In [41]:
# Misc and Fundamentals
import pandas as pd
import matplotlib.pyplot as plt
import os
import joblib

# Setup 
from sklearn.model_selection import train_test_split
from sklearn.pipeline import Pipeline
from sklearn.compose import ColumnTransformer
from sklearn.compose import make_column_transformer
from sklearn.preprocessing import OneHotEncoder
from sklearn.preprocessing import PolynomialFeatures
from sklearn.model_selection import KFold
from sklearn.model_selection import GridSearchCV

# Models
from sklearn import linear_model
from sklearn import tree
from sklearn import ensemble
import statsmodels.api as sm

# Evaluation
from sklearn.model_selection import cross_val_score
from sklearn.metrics import mean_squared_error

In [42]:
tv_df = pd.read_csv("../Data/data/streaming_titles_clean.csv")
tv_df.head(3)

Unnamed: 0,type,title,director,cast,country,release_year,rating,duration,description,score,...,genre.Coming_of_Age,genre.Anthology,genre.Buddy,genre.Parody,genre.Spy/Espionage,genre.Survival,genre.Soap_Opera_/_Melodrama,genre.Dance,genre.Medical,genre.Disaster
0,Movie,Silent Night,,,,2020,,94.0,"Mark, a low end South London hitman recently r...",56.0,...,False,False,False,False,False,False,False,False,False,False
1,Movie,The Marksman,,,,2021,PG-13,108.0,A hardened Arizona rancher tries to protect an...,57.0,...,False,False,False,False,False,False,False,False,False,False
2,Movie,Gaia,,,,2021,R,97.0,A forest ranger and two survivalists with a cu...,63.0,...,False,False,False,False,False,False,False,False,False,False


In [43]:
# Train/Test split
tv_train, tv_test = train_test_split(tv_df, random_state = 2023) # random state important for evaluation

X = tv_train.loc[:,tv_train.columns != "score"]
y = tv_train["score"]

In [44]:
def fitmodel(model, filename, df = tv_train):
    
    if not os.path.isfile(filename):

        model.fit(X,y)

        joblib.dump(model, filename)

    else:
        modeltemp = joblib.load(filename)
        if (type(model) != type(modeltemp)) or \
            (tuple([k[0] for k in model.steps]) != tuple([k[0] for k in modeltemp.steps])):
            print ("\033[93m Warning: model mismatch.
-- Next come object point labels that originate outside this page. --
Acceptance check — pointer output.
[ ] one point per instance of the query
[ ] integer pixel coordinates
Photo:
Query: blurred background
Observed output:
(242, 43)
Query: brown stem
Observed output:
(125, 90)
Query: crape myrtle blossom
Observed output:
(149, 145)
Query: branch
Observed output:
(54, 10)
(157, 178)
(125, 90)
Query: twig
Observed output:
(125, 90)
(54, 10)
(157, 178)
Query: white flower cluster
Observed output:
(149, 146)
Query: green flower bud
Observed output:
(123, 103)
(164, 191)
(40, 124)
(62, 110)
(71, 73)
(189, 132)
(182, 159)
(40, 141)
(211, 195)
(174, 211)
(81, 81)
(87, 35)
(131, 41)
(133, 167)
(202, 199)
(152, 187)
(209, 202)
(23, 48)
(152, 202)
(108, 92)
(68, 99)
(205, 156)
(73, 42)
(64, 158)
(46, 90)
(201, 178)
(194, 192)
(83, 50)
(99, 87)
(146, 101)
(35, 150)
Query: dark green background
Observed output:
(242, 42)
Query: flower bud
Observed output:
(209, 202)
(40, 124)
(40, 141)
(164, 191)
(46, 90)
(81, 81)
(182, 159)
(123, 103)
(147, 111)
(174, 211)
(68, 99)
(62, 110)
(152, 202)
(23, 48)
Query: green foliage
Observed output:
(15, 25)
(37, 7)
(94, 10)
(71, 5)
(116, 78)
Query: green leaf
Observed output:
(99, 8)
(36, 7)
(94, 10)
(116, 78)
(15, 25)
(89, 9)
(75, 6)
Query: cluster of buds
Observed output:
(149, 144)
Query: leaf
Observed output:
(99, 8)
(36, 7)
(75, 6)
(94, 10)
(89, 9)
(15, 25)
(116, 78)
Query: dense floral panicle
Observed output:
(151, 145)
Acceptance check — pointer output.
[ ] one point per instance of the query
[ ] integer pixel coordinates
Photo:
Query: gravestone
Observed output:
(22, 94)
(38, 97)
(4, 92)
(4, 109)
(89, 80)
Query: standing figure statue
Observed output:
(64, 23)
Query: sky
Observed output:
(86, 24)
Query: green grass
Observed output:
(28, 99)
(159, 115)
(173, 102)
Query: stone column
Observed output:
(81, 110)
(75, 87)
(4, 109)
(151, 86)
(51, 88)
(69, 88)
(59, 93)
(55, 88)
Delete the file {filename} and rerun or risk faulty models.\n \033[0m".format(filename=filename))
        model = modeltemp
    
    return model

In [45]:
from sklearn.metrics import get_scorer_names
get_scorer_names()[20:]

['max_error',
 'mutual_info_score',
 'neg_brier_score',
 'neg_log_loss',
 'neg_mean_absolute_error',
 'neg_mean_absolute_percentage_error',
 'neg_mean_gamma_deviance',
 'neg_mean_poisson_deviance',
 'neg_mean_squared_error',
 'neg_mean_squared_log_error',
 'neg_median_absolute_error',
 'neg_negative_likelihood_ratio',
 'neg_root_mean_squared_error',
 'normalized_mutual_info_score',
 'positive_likelihood_ratio',
 'precision',
 'precision_macro',
 'precision_micro',
 'precision_samples',
 'precision_weighted',
 'r2',
 'rand_score',
 'recall',
 'recall_macro',
 'recall_micro',
 'recall_samples',
 'recall_weighted',
 'roc_auc',
 'roc_auc_ovo',
 'roc_auc_ovo_weighted',
 'roc_auc_ovr',
 'roc_auc_ovr_weighted',
 'top_k_accuracy',
 'v_measure_score']

In [71]:
from numpy import mean, std
print("mean: %0.1f, rMSE: %0.4f"% (mean(y.values),std(y.values)))

mean: 48.4, rMSE: 21.7000


In [76]:
lm_predictors = list(tv_df.columns[tv_df.columns.str.startswith("genre")]) + ["release_year"]
# print(lm_predictors)

lm_pipe = Pipeline(steps =  [
    ("predictors", ColumnTransformer([("predictors","passthrough",lm_predictors)])),
    #("onehot",make_column_transformer((OneHotEncoder(), ['rating']),remainder='passthrough')),
    ("linear_regression", linear_model.LinearRegression())
    ])

tv_folded = KFold(n_splits = 5).split(X,y)

lm_cross_val = cross_val_score(estimator = lm_pipe,
                               cv = tv_folded,
                               scoring = 'neg_root_mean_squared_error',
                               X = X,
                               y = y,
                               verbose = 0)

print("%0.4f root MSE with a standard deviation of %0.4f." % (-1*lm_cross_val.mean(), lm_cross_val.std()))

lm = fitmodel(model = lm_pipe,
              filename = "models/linear_regression.joblib")

20.4527 root MSE with a standard deviation of 0.2753.